Granted, it wasn't ice skating. Well, not on purpose. I am telling you there are no flat surfaces in Colorado. Not anywhere. Even in the flattish parking lots, there are ice moguls everywhere. It's like downhill slalom walking.
I loved the winter wonderlands of Wisconsin as a youth. As the adults grumbled and mumbled about the plowing, the shoveling and the pushing of carts through decidedly hostile terrain, we spent our days building snow forts, eating snow, and making snowpeople.
Now, as an adult, my tuque is off to all of the adults out there who really had it tough. I know know you had to walk uphill, both ways, in the snow, had to pack a lunch and try to keep from falling on the ice. While you were busy outside clearing the windshield and sliding under the vehicle with the grace of a one-legged chicken, we were indoors, snug-tight in our school clothes playing Colecovision.
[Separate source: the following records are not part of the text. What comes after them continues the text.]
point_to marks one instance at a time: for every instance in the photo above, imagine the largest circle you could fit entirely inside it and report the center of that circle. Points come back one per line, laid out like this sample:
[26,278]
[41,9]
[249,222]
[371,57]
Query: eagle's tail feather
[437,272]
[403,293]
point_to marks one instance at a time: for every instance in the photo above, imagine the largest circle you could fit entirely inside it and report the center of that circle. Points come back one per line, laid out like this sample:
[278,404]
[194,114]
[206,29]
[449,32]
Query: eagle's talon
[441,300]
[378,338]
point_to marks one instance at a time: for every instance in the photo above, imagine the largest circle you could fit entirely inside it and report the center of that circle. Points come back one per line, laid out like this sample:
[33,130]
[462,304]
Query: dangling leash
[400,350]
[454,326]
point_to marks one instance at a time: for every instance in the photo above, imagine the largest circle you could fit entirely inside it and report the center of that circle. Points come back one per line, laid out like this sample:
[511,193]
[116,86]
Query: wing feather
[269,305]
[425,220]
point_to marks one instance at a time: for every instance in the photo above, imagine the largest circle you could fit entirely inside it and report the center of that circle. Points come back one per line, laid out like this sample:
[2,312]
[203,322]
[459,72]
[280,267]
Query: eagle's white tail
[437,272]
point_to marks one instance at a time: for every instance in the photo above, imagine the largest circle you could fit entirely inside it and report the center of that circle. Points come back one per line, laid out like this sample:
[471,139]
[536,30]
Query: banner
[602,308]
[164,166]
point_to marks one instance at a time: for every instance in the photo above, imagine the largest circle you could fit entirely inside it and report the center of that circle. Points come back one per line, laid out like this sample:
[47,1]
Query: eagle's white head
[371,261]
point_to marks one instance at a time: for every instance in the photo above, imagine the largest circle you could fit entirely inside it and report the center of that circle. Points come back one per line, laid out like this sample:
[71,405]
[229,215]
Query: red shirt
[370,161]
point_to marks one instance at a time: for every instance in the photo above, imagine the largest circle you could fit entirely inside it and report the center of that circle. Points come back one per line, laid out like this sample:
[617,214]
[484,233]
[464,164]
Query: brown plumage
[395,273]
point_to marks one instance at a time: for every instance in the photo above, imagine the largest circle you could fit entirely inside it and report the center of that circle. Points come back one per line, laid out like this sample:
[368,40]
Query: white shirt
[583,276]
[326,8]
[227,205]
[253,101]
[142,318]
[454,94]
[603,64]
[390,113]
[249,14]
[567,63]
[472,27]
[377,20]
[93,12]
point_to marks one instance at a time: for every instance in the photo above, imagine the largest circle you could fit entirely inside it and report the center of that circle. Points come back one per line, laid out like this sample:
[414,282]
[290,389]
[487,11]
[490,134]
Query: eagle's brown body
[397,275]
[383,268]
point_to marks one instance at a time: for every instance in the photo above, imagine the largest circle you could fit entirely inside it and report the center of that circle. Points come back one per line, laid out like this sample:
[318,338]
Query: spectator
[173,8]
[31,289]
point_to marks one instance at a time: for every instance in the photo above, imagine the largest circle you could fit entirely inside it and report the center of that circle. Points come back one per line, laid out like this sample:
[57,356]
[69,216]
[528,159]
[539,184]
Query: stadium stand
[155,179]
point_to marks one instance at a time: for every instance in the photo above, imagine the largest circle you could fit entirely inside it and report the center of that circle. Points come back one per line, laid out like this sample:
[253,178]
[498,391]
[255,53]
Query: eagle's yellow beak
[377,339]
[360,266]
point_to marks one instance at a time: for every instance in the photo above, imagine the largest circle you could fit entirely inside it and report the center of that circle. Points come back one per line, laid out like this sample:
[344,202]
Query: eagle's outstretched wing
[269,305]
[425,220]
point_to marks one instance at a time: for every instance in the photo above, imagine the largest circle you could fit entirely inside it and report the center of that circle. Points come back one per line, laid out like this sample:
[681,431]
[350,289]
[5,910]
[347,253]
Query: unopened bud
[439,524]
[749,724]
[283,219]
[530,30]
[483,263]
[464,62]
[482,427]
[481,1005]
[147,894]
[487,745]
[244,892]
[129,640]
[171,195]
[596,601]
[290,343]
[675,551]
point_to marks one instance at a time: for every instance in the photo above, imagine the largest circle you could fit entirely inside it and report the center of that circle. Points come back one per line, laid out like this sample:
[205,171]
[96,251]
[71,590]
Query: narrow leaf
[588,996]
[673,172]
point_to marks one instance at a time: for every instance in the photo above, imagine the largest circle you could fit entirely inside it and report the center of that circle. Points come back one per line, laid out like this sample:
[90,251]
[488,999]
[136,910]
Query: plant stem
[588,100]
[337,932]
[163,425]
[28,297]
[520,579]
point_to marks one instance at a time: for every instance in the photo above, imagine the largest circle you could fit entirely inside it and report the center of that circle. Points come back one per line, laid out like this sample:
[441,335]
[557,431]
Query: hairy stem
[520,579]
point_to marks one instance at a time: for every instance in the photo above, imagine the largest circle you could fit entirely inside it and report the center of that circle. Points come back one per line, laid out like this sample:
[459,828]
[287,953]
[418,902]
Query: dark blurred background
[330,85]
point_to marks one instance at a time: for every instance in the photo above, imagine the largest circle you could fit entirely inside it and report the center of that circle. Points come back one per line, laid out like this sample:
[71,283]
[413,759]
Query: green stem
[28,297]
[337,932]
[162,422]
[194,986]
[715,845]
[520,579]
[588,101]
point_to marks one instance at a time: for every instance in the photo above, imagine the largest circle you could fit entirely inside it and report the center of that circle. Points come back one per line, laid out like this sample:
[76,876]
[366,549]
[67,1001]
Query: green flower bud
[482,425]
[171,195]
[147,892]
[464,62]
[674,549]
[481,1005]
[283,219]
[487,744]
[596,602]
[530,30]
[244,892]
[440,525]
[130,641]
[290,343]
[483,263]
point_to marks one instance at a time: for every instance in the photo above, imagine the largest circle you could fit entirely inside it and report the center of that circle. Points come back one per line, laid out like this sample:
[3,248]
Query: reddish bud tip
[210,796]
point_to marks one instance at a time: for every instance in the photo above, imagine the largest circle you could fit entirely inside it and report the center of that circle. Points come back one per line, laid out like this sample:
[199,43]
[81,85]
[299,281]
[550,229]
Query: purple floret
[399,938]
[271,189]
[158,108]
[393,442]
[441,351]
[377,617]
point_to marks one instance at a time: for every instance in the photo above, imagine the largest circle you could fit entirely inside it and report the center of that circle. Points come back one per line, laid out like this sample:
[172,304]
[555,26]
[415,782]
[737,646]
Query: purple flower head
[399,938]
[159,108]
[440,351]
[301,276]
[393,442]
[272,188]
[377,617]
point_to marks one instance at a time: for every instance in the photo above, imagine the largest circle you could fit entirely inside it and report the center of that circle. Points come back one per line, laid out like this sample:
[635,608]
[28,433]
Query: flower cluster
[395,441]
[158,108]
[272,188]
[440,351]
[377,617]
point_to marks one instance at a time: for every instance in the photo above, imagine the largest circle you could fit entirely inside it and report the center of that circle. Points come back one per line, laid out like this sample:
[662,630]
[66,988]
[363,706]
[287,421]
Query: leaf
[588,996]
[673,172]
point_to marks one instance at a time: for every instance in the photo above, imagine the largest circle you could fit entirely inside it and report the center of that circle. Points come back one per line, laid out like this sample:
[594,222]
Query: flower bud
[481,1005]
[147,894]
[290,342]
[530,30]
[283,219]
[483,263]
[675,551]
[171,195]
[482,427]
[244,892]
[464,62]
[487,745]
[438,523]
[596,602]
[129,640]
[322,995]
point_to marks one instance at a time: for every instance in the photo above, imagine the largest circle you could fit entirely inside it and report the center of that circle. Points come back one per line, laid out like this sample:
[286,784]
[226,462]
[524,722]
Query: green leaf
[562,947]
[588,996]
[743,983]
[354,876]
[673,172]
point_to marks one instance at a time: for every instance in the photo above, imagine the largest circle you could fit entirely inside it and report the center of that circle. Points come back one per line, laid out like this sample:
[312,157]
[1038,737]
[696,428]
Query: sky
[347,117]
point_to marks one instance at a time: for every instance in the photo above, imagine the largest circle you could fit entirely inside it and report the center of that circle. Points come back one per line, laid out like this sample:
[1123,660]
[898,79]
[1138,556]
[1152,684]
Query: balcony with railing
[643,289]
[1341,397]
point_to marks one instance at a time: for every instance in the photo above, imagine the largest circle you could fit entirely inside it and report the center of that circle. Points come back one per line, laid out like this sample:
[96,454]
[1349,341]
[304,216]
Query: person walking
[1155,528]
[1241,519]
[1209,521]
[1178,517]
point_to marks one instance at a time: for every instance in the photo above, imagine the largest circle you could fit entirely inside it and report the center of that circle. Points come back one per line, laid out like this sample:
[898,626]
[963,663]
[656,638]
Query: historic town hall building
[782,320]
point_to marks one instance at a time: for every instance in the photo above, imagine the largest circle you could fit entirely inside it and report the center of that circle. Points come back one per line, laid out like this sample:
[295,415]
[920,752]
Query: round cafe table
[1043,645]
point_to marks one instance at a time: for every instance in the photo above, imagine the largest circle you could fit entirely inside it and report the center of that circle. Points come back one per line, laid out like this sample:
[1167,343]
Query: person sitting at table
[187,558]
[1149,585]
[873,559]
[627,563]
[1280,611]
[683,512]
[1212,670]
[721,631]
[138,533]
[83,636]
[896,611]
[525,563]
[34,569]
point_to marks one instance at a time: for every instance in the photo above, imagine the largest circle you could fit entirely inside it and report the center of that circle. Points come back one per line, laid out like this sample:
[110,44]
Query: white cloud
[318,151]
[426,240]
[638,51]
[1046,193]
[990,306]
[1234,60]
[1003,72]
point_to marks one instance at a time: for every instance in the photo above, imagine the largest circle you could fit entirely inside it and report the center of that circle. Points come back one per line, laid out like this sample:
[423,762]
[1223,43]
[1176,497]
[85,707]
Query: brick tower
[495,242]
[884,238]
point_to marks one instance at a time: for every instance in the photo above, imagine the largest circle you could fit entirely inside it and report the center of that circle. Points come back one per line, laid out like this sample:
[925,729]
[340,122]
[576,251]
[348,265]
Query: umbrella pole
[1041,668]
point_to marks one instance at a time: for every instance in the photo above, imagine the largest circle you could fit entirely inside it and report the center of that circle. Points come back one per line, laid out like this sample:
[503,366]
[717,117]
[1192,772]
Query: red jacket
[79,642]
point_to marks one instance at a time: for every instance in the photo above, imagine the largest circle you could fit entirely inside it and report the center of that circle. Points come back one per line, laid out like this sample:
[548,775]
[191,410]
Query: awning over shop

While we sat in the warm car listening to out favorite disco tunes, you were out there trying to pull the cart with Herculean tugs towards the vehicle. If you were lucky, you didn't pull the cart over when you held on for dear, sweet life.
While we scoured the television stations for word of school closures, you were downing coffee like a football player goes through Mentholatum, readying yourself for the traffic. You knew cars didn't know how to move faster than 7.3 miles per hour, and that you would have to find your car first under that heap of wintery loveliness.
As I watch my young kids sitting snugly in the house, with their noses pressed against the window taking it all in, I look back and I remember my childhood. And then, like the graceful one-legged chicken, I do my pirouette down the front lawn, turn around, and see laughing and clapping from the crew.
10.0 the front axle was a little weak, but your landing? Priceless.